**Section 7: Support Vector Machines**

Notebook for "Introduction to Data Science and Machine Learning"

version 1.0, June 14 2024


# 1. Preparations

You find several `.csv` files  on moodle. Please download them and save them in the `data` subfolder.

In order to use the relevant packages we need the following import statements: 

In [None]:
import numpy as np
import matplotlib.pyplot as plt

import pandas as pd
import seaborn as sns

from sklearn.svm import SVC

from sklearn.inspection import DecisionBoundaryDisplay
from sklearn.model_selection import train_test_split
from sklearn.metrics import confusion_matrix, ConfusionMatrixDisplay

In [None]:
import modules.SVCPlots as sp

In [None]:
help(sp.plotSimpleScatter)

In [None]:
help(sp.plotScatterWithLinearHyperplane)

# 2. Example 1: Linearly Separable Data

At first we take a look at the data in `data10.csv`. We load the data frame using a function of `pandas`: 

In [None]:
df=pd.read_csv('data/data10.csv')

**Info:** The data was created using the function `make_classification()` in the `sklearn.datasets` module.

Let's look at the data:

In [None]:
print(df.head())
print(df.info())

We call the function `plotSimpleScatter()` to create and store a simple scatter plot.

In [None]:
sp.plotSimpleScatter(df,'data10')

We want to define a **Support Vector Classifier** to classify the two classes.

As the data is linearly separable, we can use a linear classifier. The classifier is of the class `SVC`. You find the documentation here: https://scikit-learn.org/stable/modules/generated/sklearn.svm.SVC.html#sklearn.svm.SVC

First we create the classifier:

In [None]:
clf=SVC(kernel="linear")

The classifier required the $X$ as well as the $y$ data. We will thus create a data frame for the $X$ data and a series for the labels ($y$) data. 

By the way: can you explain, why $X$ is normally written with a capital letter while a lowercase letter is used for $y$?

In [None]:
Xdata=df.copy()
ydata=Xdata.pop('class') 

Now we can call the classifier to fit the data:

In [None]:
clf.fit(Xdata,ydata)

An output the accuracy, which will be 100% for the simple classifier: 

In [None]:
print("accuracy:",clf.score(Xdata,ydata))

Now we want to take a look at the hyperplane, the Support Vector Classifier.

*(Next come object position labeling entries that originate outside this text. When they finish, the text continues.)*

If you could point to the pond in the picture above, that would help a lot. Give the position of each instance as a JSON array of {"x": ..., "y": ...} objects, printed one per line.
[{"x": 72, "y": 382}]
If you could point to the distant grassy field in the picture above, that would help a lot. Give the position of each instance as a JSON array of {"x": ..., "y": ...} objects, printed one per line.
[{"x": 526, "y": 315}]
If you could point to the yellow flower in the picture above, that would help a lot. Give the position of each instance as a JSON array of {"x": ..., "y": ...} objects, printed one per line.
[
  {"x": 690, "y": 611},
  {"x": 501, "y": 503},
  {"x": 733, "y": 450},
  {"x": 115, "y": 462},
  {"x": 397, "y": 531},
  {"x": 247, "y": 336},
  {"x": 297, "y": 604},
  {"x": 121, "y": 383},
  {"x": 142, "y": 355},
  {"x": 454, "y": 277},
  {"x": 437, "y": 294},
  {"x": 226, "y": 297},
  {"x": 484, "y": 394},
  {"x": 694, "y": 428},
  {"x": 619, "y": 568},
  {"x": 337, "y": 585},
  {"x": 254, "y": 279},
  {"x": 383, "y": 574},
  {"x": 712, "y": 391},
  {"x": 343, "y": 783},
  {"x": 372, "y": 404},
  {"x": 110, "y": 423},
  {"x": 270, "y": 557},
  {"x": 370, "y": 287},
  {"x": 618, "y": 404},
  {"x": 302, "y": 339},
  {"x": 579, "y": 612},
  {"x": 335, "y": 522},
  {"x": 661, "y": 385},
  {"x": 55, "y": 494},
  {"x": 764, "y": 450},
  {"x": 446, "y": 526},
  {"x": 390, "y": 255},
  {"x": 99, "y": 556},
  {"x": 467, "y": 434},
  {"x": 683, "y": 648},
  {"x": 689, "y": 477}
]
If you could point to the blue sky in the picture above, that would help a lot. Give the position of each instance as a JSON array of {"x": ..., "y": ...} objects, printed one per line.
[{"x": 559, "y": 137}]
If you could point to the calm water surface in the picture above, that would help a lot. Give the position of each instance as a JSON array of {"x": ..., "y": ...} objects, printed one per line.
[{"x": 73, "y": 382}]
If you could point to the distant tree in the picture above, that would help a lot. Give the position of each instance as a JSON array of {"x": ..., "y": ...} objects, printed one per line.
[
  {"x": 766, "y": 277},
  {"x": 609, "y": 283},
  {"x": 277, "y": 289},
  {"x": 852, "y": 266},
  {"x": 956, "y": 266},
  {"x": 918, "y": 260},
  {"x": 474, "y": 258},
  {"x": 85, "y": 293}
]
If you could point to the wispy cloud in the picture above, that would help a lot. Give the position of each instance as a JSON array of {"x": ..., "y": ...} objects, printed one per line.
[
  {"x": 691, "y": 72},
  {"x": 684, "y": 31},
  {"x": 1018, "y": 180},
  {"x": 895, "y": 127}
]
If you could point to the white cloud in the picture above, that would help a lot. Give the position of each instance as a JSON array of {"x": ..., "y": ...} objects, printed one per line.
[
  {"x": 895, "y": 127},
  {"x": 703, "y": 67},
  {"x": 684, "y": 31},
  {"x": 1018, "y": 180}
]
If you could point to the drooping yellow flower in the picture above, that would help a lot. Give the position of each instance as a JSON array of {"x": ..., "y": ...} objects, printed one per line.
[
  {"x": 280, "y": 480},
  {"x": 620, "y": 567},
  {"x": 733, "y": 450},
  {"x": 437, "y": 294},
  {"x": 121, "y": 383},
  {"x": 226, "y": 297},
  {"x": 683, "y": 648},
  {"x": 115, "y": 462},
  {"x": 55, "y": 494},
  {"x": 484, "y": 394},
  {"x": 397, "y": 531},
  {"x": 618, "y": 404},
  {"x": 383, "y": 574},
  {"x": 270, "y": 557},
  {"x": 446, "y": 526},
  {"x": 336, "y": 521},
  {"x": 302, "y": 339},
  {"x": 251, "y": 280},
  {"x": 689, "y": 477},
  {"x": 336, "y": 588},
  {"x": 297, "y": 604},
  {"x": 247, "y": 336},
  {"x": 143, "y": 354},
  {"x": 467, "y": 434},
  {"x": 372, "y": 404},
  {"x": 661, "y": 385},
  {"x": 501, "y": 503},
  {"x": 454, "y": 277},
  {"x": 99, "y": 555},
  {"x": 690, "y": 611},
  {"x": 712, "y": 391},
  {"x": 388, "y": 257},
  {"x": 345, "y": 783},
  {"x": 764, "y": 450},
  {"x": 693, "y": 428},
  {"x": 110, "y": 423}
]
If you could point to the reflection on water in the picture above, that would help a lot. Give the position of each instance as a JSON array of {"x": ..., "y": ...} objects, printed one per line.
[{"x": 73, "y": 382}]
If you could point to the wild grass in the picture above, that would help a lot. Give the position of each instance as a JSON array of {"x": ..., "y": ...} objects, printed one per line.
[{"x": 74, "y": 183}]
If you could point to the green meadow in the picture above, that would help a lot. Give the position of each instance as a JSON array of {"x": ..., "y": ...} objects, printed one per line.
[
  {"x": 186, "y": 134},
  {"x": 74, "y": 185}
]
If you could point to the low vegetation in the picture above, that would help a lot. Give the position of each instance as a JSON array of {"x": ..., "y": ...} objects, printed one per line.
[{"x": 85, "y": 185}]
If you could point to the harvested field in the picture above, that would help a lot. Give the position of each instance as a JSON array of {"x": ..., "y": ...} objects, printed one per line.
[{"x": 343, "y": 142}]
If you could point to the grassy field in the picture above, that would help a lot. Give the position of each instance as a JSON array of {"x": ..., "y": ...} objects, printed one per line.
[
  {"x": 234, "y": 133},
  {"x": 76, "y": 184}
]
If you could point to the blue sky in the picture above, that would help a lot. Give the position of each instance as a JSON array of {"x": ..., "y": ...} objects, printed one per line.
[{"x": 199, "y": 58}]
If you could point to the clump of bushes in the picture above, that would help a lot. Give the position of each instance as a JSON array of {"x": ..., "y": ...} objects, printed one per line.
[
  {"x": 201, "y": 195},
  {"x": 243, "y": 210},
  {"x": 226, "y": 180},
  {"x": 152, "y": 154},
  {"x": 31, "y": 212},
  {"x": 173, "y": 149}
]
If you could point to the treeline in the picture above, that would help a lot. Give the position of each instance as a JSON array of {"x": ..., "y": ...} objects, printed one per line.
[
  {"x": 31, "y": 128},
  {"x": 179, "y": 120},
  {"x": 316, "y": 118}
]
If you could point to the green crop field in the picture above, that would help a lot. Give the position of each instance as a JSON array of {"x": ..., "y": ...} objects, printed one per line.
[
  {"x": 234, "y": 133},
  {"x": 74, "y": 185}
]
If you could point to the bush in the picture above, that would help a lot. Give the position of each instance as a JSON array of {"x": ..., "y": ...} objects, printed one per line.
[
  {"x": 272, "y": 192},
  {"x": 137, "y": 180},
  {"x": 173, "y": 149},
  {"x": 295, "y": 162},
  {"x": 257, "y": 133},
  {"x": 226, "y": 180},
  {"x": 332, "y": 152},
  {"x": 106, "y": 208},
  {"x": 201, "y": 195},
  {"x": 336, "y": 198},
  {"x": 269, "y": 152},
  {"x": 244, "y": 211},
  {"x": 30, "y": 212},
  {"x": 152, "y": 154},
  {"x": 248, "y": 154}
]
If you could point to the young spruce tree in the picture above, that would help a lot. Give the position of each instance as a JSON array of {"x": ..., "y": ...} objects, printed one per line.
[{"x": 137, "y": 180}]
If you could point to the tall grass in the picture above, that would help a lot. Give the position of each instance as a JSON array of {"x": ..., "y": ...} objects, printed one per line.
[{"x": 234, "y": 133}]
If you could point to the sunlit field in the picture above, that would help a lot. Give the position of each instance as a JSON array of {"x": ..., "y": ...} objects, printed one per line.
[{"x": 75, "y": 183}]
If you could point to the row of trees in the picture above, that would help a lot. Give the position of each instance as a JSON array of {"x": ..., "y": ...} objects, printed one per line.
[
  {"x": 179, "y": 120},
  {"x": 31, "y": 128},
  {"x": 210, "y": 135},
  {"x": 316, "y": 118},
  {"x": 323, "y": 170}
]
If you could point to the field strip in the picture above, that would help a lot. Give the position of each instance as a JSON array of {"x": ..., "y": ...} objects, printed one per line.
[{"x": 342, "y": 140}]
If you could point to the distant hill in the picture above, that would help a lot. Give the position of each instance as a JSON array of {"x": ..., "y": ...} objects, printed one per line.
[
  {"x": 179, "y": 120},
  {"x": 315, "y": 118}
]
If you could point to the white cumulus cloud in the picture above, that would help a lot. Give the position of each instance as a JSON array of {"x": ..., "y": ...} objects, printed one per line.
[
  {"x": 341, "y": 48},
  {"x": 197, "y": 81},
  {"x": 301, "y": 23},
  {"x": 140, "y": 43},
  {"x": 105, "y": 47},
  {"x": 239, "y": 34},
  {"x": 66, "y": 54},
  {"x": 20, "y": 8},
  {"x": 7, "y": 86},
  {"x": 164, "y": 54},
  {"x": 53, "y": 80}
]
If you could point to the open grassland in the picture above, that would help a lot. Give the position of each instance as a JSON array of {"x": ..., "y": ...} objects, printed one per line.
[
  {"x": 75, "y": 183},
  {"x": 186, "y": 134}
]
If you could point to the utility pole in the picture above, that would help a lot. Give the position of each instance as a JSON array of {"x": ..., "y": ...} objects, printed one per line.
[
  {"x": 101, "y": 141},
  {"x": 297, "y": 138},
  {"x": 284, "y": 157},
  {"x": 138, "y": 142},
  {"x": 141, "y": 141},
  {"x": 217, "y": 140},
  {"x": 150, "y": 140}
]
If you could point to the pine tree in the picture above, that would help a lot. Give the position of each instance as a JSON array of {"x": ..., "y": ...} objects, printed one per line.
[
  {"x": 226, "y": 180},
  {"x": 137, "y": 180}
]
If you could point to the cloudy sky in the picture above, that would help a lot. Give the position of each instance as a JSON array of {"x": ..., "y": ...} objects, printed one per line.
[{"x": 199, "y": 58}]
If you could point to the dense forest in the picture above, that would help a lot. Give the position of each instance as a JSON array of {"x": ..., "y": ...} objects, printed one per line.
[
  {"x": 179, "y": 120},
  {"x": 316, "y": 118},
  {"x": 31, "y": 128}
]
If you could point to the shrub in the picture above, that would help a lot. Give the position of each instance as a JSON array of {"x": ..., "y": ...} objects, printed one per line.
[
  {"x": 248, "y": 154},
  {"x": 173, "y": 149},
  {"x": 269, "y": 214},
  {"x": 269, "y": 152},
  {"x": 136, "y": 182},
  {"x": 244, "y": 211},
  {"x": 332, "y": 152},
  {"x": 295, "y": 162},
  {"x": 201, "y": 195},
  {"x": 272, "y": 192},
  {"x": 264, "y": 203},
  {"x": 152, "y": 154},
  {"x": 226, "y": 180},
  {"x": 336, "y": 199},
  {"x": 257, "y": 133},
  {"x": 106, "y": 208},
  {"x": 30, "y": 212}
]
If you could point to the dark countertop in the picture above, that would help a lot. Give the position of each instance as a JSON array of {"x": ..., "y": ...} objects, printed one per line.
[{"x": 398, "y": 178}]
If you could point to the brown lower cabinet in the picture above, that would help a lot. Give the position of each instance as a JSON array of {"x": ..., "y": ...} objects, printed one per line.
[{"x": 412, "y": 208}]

The classifier `clf` contains the relevant variables, the intercept as well as the coefficients, the weights:

In [None]:
print('The coefficients:',clf.coef_)
print('The intercept:',clf.intercept_)

The coefficients are the two weights $w_0$ and $w_1$Please note the following:

The SVC algorithms solves the following equation:

$$w_0 x+ w_1 y + w_{inter} = 0$$

The hyperplane is a line with the following equation:
$$f(x) = y= ax+b$$

We must therefore make the following transformation: 

$$y=\frac{-w_0x-w_{inter}}{w_1}$$

therefore, we can set $a=-w_0 / w_1$ and $b=-w_{inter} / w_1$:

In [None]:
w0,w1=clf.coef_[0]
w_inter=clf.intercept_
a=-w0/w1
b=-w_inter/w1

We determine the minimum and maximum $X$ values for feature 1 and 2. We add a 1 to create some space between plotted observances and the border of the plot:

In [None]:
cols=df.columns
xmin=df[cols[0]].min()-1
xmax=df[cols[0]].max()+1
ymin=df[cols[1]].min()-1
ymax=df[cols[1]].max()+1

Now we can specify $x$ values and use the determines values $a$ and $b$ of the hyperplane to calculate the corresponding $y$ values:

In [None]:
xValues=np.linspace(xmin,xmax,20)
yValues=xValues*a+b

And add the hyperplane (in gray) to the scatter plot.

In [None]:
fig=plt.figure()   
    
sns.scatterplot(data=df, x=cols[0], y=cols[1],hue=cols[2])
plt.plot(xValues,yValues,'gray')
plt.ylim((ymin,ymax)) # we limit the y axis to the range where observations exist
                      # just try out the effect when you ommitt this line
plt.title("The scatter Plot with classifier: data10")
fig.savefig('plots/data10WithSVC.png',dpi=600)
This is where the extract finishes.